L’accord prévoit que le conseil général rachète dans le courant décembre à M-Real, pour 22 millions d’euros, l’ensemble du site qu’il partagera aussitôt en trois lots. Le premier sera revendu à Double A, qui veut relancer la fabrication d’origine de l’usine, les ramettes de papier A4, et le deuxième à Neoen, qui exploitera la centrale fournissant l’énergie aux machines.

Quant au troisième lot, il sera remis à un établissement foncier, en attendant d’être aménagé pour accueillir d’autres activités, notamment un port fluvial en bord de Seine.

Les premiers salariés devraient être embauchés en janvier pour un redémarrage des installations en mai ou juin, selon l’intersyndicale CGT-CFE/CGC. Quelque 150 à 200 salariés devraient être repris dans un premier temps. L’effectif pourrait être porté à 250 salariés à moyen terme, alors que la papeterie comptait 330 emplois au moment de la fermeture. “Ce qui nous intéresse, c’est que des projets industriels vont pouvoir à nouveau se développer sur le site”, a indiqué M. Lardeur.

L’opération a été facilitée par la qualité de l’outil industriel qui est, selon l’intersyndicale, l’un des plus performants en Europe. “L’usine a fermé ses portes, non parce qu’elle était obsolète, mais parce que M-Real voulait recentrer ses activités sur le carton d’emballage”, a précise le syndicaliste.

M. Destans a qualifié ce projet d'”exemplaire” en matière d’intervention des collectivités dans l’économie. Mais ce cas n’a toutefois pas vocation à “être transposable à l’identique” ailleurs, a-t-il jugé.

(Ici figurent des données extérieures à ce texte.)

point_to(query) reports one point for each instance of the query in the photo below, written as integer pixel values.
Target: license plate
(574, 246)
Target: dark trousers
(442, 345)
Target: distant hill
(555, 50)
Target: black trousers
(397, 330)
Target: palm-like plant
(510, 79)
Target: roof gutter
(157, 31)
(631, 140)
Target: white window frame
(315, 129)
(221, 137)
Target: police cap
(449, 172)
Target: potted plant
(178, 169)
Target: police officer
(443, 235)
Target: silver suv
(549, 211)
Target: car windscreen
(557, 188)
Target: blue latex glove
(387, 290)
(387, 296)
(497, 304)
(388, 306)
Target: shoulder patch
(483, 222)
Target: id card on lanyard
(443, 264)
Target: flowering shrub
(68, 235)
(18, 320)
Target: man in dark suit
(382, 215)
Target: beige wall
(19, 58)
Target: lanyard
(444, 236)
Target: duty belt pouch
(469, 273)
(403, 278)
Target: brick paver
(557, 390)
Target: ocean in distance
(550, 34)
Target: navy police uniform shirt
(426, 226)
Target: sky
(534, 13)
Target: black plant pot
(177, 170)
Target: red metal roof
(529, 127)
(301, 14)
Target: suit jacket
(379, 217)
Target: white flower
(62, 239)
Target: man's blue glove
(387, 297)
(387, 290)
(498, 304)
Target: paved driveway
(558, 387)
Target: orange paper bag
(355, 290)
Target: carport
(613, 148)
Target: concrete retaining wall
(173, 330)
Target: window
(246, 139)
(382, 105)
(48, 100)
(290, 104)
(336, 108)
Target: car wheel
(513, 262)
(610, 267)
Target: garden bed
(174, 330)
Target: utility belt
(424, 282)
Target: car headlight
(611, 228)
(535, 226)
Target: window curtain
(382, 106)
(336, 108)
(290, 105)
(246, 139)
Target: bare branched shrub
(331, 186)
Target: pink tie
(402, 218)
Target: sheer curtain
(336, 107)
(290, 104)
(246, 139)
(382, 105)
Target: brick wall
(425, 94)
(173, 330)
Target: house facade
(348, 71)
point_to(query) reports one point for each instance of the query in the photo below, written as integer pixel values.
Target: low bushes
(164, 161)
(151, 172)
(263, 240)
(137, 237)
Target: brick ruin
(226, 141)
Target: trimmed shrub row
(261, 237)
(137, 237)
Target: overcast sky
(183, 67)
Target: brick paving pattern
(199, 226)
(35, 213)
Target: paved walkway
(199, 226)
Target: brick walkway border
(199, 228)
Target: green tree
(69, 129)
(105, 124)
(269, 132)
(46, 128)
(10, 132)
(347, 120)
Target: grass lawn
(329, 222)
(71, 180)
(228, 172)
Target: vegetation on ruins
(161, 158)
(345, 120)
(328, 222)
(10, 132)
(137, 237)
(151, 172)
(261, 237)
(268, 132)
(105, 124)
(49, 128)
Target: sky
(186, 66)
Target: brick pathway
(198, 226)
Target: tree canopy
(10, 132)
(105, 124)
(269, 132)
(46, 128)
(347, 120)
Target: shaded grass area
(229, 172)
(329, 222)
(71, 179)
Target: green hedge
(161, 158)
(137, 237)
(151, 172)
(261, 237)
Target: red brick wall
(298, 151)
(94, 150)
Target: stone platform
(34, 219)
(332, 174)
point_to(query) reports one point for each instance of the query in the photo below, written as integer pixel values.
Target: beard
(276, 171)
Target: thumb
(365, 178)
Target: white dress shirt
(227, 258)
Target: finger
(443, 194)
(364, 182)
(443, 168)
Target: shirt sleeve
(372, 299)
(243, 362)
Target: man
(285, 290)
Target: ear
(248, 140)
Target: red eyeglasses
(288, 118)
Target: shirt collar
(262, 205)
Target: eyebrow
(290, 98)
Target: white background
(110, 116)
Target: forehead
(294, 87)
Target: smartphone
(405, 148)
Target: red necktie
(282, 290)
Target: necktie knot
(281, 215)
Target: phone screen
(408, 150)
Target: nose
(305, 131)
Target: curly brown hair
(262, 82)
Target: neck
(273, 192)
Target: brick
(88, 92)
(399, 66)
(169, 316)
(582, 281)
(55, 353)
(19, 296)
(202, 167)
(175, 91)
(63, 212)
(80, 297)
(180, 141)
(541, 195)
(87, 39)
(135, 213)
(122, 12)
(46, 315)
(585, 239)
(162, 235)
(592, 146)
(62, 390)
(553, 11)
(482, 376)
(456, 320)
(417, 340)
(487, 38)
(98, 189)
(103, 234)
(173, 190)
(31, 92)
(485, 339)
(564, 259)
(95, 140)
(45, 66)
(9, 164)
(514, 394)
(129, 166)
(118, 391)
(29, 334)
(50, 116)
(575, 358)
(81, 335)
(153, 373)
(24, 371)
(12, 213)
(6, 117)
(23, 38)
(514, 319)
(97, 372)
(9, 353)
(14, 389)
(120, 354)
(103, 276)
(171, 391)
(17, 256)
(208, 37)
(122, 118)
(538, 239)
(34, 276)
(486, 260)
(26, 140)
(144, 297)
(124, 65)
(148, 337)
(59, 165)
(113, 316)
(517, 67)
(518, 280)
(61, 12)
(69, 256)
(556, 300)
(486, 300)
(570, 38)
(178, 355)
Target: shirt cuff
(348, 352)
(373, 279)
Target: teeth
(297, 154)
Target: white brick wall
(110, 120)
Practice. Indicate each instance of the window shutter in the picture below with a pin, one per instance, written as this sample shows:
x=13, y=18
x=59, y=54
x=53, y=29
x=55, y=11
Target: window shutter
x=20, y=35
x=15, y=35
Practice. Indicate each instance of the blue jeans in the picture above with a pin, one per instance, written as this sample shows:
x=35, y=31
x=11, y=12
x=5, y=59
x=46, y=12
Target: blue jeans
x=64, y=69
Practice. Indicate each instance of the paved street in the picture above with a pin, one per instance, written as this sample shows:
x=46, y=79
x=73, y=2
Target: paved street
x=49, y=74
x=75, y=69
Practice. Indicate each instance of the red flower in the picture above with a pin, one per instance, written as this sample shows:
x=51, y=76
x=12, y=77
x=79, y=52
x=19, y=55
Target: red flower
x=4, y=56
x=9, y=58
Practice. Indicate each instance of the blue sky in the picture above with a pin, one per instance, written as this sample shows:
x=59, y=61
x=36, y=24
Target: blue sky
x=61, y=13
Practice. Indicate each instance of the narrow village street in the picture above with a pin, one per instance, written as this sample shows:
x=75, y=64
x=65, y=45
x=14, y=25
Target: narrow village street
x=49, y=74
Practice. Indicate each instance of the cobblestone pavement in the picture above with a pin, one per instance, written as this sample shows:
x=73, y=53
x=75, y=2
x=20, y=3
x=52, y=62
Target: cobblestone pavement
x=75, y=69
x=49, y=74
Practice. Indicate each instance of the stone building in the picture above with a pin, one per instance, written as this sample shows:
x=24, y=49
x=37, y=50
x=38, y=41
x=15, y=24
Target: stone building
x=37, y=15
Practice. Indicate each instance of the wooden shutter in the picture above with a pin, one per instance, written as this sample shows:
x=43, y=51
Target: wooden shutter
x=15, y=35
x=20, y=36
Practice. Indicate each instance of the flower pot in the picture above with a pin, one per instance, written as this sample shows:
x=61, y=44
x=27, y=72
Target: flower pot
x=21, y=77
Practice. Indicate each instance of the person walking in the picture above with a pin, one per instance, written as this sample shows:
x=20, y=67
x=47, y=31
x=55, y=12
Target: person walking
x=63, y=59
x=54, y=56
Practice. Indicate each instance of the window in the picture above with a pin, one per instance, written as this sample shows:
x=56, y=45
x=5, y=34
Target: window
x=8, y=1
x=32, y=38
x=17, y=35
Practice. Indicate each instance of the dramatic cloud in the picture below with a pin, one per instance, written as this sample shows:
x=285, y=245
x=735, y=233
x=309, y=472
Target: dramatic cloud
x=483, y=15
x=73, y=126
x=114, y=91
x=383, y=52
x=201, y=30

De son côté, le président de l’Assemblée des départements de France (ADF), Claudy Lebreton (PS), a assuré que ce genre d’intervention est plus fréquent qu’on ne le pense. “Cela se fait en totale discrétion pour le bien des entreprises”, a-t-il déclaré, estimant qu’il faut “s’inspirer d’un tel exemple tout en sachant que cela ne pourra pas marcher partout”.

Dans le département voisin de la Seine-Maritime, le conseil général est allé plus loin au début des années 2000 en prenant le contrôle d’une partie du port britannique de Newhaven, dont il est toujours propriétaire. L’objectif, tenu jusqu’à ce jour, était de pérenniser la ligne de car-ferries Dieppe-Newhaven menacée de fermeture.